Clarence Paulsen called his palatial penthouse “my blue heaven,” after the delicate hue of the living room and dining room walls.
His widow, who chose the subtle color scheme, still calls her downtown eagle’s nest home.
For 40 years Helen Paulsen has lived quietly in the unsurpassed elegance of one of Spokane’s choicest bits of real estate - 16 floors above the sidewalk at Riverside and Washington.
The grand art deco office building that bears the Paulsen family name has been sold and resold over the years, but with a proviso: Helen, who’s now 86, may stay in the penthouse as long as she desires.
“Until they take me out in a box,” she says, adding a spirited laugh.
Generations of Spokane residents have gazed at the city skyline only to stare at the Paulsen penthouse and wonder.

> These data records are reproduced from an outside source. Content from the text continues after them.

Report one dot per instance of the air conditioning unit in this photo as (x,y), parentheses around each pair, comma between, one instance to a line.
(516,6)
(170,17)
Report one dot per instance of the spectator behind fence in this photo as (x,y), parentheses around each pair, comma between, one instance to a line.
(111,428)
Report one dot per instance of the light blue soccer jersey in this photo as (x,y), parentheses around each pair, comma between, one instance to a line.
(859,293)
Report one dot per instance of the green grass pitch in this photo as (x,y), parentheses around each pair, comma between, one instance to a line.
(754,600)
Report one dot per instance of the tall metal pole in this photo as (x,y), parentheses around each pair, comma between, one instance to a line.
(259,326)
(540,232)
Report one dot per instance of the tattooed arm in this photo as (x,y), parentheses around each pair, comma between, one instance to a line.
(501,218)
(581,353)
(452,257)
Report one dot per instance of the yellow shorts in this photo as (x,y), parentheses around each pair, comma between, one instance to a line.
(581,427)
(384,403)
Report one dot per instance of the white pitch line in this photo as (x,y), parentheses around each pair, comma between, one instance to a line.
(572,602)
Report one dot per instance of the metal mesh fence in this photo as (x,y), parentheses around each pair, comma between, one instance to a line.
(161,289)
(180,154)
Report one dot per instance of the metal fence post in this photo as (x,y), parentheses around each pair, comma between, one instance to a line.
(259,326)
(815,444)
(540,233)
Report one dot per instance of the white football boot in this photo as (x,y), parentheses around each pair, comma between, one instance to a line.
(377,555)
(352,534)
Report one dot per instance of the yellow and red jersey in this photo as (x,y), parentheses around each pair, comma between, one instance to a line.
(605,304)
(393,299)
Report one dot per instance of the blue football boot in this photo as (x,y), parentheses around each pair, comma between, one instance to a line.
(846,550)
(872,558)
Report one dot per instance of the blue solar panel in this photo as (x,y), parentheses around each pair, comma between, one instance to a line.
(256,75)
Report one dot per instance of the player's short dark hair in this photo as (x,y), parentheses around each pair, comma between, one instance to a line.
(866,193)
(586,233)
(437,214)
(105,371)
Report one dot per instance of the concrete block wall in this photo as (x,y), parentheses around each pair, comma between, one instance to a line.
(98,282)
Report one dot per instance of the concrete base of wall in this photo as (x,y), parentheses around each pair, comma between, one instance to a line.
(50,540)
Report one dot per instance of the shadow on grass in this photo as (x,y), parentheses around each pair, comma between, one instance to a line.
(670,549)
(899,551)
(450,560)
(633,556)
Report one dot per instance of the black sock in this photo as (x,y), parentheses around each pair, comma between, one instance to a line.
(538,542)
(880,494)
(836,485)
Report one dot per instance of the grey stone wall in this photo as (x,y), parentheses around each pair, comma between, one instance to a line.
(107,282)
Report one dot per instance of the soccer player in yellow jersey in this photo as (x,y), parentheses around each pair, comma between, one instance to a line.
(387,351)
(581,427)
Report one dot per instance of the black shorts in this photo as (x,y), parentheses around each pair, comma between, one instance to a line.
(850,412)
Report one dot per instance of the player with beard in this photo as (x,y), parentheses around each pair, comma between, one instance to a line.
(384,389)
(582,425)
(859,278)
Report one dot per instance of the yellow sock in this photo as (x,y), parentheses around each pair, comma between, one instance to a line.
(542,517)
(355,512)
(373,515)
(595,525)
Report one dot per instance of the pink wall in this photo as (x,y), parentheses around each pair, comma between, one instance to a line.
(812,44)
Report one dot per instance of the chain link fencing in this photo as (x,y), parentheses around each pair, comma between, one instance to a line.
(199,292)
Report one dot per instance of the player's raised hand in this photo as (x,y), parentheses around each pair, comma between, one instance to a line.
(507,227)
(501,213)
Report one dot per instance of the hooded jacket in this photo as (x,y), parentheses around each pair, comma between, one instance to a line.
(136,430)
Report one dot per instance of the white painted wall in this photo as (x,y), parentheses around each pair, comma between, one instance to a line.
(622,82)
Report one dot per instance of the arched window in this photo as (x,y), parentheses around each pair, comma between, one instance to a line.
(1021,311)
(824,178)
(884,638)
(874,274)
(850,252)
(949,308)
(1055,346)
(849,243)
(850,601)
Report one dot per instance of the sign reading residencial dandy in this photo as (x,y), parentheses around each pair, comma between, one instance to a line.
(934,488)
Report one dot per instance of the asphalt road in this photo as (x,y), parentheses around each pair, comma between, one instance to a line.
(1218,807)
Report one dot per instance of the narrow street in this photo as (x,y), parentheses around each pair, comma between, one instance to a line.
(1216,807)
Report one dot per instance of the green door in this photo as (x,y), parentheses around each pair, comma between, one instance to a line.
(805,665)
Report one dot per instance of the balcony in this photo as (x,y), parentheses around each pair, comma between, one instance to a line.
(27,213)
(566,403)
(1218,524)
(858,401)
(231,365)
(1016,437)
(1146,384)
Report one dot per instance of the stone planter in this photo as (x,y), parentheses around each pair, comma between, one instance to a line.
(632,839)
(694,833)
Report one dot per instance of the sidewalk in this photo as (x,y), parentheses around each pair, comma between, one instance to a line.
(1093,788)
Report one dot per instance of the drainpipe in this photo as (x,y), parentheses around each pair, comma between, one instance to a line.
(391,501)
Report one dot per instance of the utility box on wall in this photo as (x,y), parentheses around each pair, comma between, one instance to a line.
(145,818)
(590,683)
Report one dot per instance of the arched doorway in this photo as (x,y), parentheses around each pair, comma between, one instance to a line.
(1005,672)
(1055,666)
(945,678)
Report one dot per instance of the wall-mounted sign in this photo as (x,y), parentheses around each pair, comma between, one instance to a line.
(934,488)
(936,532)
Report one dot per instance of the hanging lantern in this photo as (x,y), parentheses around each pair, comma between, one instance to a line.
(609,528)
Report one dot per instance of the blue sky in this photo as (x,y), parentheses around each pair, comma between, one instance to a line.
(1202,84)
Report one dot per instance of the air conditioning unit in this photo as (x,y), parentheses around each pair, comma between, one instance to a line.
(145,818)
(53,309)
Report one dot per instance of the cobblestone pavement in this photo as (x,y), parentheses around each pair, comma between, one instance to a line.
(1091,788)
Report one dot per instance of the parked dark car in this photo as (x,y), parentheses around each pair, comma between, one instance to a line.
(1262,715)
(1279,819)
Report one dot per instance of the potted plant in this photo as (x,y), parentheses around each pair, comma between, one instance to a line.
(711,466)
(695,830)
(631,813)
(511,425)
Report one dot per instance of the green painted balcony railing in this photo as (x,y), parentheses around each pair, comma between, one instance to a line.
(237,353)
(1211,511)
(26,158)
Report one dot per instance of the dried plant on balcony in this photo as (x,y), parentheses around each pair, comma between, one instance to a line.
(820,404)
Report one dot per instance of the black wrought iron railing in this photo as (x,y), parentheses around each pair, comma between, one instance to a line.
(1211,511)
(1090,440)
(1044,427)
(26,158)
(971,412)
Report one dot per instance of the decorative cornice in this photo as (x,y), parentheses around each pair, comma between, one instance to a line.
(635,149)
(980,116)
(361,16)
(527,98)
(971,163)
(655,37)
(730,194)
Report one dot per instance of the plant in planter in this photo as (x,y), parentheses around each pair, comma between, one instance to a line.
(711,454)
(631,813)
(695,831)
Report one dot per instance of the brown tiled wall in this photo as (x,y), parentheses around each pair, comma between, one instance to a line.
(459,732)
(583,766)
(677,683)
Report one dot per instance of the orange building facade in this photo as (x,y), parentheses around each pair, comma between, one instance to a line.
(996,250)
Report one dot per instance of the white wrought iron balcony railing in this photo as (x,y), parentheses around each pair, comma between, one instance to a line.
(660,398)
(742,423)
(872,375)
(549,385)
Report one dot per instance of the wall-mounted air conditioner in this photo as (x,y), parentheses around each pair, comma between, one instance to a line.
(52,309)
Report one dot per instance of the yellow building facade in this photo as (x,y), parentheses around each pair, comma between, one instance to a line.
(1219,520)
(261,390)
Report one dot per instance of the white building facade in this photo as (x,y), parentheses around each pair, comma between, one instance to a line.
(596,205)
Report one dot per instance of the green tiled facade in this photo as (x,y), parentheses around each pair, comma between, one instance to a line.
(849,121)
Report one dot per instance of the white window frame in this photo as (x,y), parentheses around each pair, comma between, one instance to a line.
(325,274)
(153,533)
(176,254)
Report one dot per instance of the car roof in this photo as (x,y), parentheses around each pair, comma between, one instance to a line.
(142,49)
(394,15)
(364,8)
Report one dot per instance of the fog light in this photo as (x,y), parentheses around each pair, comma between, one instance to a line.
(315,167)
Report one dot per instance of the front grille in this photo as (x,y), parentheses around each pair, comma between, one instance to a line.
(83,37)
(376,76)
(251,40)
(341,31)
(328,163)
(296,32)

Who lives there? What must it look like on the inside? What about that tree growing on the terrace?
The 15-foot juniper tree rising from the northeast corner was a natural focal point. When the tree vanished recently, it set off another buzz of interest.
For the first time since moving there in 1957, Helen Paulsen opened her doors to the press. It took a year of telephone calls and the intercession of a mutual friend, attorney Joe Esposito, before she said to come on up.
She’s no recluse - far from it. Helen Paulsen is a gracious and gregarious woman who possesses a razor wit.
For example: Curious about her family background, I ask Helen what her late parents did when she was growing up. Not pausing a beat, she quips, “Oh, Doug, they didn’t have to do anything.”
Indeed not. As I learned from reading old newspaper files, Helen’s mother was a countess who married often and quite well.
So many people have asked to visit Helen’s penthouse that she found it easier to settle on a blanket “no.” “You can’t let one person come and refuse others,” she reasons.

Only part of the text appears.